Again...it's all about teaching her to be confident in herself, per my trainer. Even if she's freaking out when you put her in, don't make a big deal. Remember, a minute at a time. Put her in, walk out the door and return in a minute, wait till she's calm and quiet, no eye contact, no speaking and then let her out, increasing the time every day. I moved the training along by doing it several times a day.
She really needs to trust in herself and you that you will return and she will be fine by herself. My trainer used to tell me a puppy at 10-11 months could easily stay in a crate up to 6 hours. I personally used the pen instead of the crate for that length of time.
Also consider the iris pen in place of the crate. There are absolutely no issues with the pen tipping, falling or hurting themselves. I have put all 3 of my girls in it with the 6 panels, if I had to leave and I had someone coming in to work on my house, again, never an issue. It's big enough for puppy pads, bed, toys and water.


----------



## mylittleluna (Dec 19, 2017)

fuzzy66 said:


> We used puppy pads but now we are taking those up and getting her to go outside. She is really good except for at night when we can't watch her every second. I don't know of a indoor potty system, may have to google that if you dont mean puppy pads.


No, not puppy pads. We work full time so we don't have anyone to take Luna outside during the day.

This is what we use: https://www.amazon.com/Artificial-B...7046357&sr=8-3&keywords=indoor+potty+for+dogs


----------



## fuzzy66 (Dec 21, 2018)

I will try it out this week and report back. I hope to see some change in her.

Maybe a bit off topic but how can I get her to tell me its time to go out? I have been giving her treats when she goes outside but she never shows any sign of needing to go out, she just goes. Its like she does not understand that going outside and peeing gets a treat even when we do it every day. If she can tell us, we would not need to crate her.


----------



## mylittleluna (Dec 19, 2017)

fuzzy66 said:


> Maybe a bit off topic but how can I get her to tell me its time to go out? I have been giving her treats when she goes outside but she never shows any sign of needing to go out, she just goes. Its like she does not understand that going outside and peeing gets a treat even when we do it every day. If she can tell us, we would not need to crate her.


I think the others here may have a good advice for that... I'm like your girlfriend, I spoiled Luna too much.

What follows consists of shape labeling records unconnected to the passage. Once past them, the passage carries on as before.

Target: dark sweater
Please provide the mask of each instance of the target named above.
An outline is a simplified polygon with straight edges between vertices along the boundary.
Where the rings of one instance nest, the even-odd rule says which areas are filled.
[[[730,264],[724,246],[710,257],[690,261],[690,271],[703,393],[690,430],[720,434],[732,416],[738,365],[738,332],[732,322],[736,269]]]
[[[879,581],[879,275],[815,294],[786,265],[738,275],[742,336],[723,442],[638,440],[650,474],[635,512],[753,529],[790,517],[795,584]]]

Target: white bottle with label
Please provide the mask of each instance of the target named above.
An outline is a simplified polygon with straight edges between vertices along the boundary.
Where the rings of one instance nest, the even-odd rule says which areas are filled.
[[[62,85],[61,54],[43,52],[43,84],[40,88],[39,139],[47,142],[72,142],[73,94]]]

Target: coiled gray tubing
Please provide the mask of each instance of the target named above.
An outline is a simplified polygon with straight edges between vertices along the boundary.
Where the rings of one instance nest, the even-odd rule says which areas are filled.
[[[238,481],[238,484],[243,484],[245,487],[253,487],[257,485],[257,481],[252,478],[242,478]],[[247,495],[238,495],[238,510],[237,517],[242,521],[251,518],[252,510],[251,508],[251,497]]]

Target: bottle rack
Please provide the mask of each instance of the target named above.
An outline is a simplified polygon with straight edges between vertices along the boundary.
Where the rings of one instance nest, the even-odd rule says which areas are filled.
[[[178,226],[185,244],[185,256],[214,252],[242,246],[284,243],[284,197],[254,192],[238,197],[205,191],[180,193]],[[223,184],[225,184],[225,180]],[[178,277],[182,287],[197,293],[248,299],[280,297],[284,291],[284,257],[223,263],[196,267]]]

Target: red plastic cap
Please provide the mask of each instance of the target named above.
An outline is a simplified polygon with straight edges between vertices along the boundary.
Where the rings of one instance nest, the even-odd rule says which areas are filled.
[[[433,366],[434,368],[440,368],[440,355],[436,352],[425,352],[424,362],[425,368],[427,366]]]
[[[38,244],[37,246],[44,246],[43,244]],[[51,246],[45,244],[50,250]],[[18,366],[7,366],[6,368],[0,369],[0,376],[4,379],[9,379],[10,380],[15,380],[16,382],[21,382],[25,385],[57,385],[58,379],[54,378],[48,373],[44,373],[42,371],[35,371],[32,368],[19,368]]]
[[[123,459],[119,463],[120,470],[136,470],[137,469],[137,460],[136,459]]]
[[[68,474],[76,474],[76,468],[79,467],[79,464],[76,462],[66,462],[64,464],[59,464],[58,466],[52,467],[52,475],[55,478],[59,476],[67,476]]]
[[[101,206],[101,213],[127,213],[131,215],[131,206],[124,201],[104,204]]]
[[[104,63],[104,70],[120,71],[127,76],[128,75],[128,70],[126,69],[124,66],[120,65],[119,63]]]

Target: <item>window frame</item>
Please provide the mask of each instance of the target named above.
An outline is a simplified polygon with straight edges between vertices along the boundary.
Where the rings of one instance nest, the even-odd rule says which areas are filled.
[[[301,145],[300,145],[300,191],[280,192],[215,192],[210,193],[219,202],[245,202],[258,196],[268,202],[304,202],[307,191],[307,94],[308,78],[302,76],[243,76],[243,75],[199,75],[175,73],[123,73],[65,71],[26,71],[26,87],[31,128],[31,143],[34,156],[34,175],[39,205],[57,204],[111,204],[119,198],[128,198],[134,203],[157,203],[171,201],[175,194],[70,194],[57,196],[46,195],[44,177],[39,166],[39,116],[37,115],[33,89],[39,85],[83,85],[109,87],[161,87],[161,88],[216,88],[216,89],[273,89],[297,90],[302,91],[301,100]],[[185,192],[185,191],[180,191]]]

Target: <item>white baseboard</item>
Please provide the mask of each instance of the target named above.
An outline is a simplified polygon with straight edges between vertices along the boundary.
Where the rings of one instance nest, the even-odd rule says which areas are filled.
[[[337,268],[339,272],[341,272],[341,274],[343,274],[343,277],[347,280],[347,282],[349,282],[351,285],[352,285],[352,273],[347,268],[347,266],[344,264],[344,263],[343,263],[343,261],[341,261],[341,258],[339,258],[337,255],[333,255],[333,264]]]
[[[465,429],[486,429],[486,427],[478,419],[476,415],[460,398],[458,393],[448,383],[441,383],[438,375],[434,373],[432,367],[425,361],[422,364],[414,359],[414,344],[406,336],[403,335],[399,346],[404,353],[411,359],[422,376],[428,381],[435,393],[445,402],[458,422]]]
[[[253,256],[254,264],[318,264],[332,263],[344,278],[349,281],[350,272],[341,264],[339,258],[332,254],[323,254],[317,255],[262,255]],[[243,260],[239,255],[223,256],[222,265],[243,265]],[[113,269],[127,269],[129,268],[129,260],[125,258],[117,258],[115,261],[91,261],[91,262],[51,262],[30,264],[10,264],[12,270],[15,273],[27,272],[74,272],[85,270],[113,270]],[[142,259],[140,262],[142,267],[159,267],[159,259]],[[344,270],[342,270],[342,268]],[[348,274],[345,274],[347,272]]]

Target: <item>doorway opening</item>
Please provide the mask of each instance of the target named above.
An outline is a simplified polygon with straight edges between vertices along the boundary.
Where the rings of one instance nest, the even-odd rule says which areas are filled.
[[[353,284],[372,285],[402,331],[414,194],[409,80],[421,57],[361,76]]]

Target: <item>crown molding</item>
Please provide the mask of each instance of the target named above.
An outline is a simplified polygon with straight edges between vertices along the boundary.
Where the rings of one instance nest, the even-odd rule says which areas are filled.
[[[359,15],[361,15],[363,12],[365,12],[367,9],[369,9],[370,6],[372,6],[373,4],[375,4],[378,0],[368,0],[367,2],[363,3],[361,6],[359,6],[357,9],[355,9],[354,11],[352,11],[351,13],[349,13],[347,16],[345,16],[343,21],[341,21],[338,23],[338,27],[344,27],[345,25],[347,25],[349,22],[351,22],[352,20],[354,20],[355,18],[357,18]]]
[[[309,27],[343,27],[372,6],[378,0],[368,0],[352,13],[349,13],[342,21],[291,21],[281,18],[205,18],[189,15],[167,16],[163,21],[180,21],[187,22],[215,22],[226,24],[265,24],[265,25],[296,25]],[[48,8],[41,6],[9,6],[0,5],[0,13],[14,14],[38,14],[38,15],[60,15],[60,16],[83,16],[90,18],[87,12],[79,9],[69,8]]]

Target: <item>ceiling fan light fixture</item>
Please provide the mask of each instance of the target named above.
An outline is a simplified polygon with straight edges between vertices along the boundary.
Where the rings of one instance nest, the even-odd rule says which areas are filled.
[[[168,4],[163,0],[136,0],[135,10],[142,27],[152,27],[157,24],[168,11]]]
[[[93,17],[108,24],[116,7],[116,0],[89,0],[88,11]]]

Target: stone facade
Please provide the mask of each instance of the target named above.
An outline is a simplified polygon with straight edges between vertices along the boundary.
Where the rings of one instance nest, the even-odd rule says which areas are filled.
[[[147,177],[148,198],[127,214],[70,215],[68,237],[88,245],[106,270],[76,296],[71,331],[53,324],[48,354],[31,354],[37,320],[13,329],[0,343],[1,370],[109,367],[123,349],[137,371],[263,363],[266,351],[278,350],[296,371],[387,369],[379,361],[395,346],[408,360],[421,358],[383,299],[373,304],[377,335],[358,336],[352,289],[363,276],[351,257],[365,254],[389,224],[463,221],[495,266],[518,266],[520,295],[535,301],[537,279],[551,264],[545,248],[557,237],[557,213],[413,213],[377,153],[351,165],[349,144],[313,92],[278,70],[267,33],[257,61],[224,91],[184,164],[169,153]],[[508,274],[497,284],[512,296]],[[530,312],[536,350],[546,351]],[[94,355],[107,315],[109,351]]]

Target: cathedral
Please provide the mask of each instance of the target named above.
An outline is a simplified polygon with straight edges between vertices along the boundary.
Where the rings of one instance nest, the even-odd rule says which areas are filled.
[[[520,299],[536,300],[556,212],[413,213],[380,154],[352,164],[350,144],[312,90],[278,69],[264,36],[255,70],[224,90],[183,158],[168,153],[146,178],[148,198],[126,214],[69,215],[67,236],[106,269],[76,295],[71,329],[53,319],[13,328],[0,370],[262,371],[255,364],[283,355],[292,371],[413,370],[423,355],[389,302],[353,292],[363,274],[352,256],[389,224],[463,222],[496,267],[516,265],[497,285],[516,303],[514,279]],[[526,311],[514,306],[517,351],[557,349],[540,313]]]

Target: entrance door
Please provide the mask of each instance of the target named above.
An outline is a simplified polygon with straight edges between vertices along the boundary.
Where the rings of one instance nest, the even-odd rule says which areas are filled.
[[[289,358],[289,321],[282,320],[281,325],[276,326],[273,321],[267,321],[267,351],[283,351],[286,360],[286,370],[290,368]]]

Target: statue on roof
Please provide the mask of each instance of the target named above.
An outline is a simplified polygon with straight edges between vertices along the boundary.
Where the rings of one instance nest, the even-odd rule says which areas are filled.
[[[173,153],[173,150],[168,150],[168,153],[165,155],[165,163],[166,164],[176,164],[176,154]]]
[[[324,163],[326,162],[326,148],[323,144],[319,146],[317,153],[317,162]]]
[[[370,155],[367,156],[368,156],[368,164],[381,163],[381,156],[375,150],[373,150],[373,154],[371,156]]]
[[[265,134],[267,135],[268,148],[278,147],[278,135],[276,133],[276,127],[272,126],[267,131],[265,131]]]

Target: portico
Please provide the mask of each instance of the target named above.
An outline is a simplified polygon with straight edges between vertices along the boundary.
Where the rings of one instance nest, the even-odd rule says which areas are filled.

But in her case, she doesn't bark, but she sits in front of the door until I notice she wants to go out.


----------



## Emilie (Nov 27, 2018)

Re: training her to tell you she needs to go - most puppies will have a tell. If you watch her like a hawk you can see her demeanor change - maybe she starts circling, sniffing, looks up to the side in a weird way, something different. It can be very subtle. But right then, before she pees, is when you grab her and run her outside/put her on the pee pad. It happens very fast.

We originally pad trained our dog, and later changed to taking him outside. Mostly the training was just about taking him out - a lot. We live in a city and the curb smells are powerful - he knew exactly where to go immediately, the first time. We gave him a ton of praise and treats, and at the same time stopped treating for the "business" done inside on the pad. But we did always keep a pad folded up under the bookcase near our door, just in case the weather was too bad to go out. He already knew what the pad was for and would go over to it and paw at it, or fuss at us and then look at it. That's how we knew he wanted to go potty, and could then quickly take him out. (Although sometimes he would also just do this for treats, when he didn't really have to go.)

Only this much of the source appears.